In 2018, SWACO created the Central Ohio Food Waste Initiative, a group of more than 60 public and private organizations developing an action plan to cut Central Ohio's food waste in half by 2030. The action plan was released in the spring of 2019.

==Waste management==
In 2016, SWACO began using auto shredder residue to cover the landfill each day. This is a more cost-effective and environmentally friendly approach than using dirt or soil.

SWACO transforms landfill gasses into usable energy through its landfill gas collection system, which harnesses the landfill gas and transforms it into compressed natural gas for vehicle fuel and into pipeline-quality gas.
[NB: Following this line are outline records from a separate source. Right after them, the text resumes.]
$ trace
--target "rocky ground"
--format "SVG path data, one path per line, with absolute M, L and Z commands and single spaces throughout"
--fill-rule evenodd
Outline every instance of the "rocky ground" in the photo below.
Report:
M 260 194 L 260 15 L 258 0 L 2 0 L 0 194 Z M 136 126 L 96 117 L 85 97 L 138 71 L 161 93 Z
SWACO has lessened the environmental impact of its vehicle fleet by using passenger vehicles, front load trucks and transfer trucks that run on compressed natural gas instead of petroleum-based fuels. In 2015 SWACO was designated as an Ohio Green Fleet through the Clean Fuel Ohio's statewide Green Fleet program for its efforts.

==Research==
SWACO conducts and supports research to learn more about central Ohio's waste stream and what can be done to recycle more and landfill less. A 2019 audit of 20,000 Columbus households found that about 75% of residents participate in recycling, but one in four put items in their recycling containers that are not accepted in Franklin County's curbside recycling program. Another study done regularly, the Waste Characterization Study, examines the garbage at the landfill to find out what people are throwing away and what could have been recycled.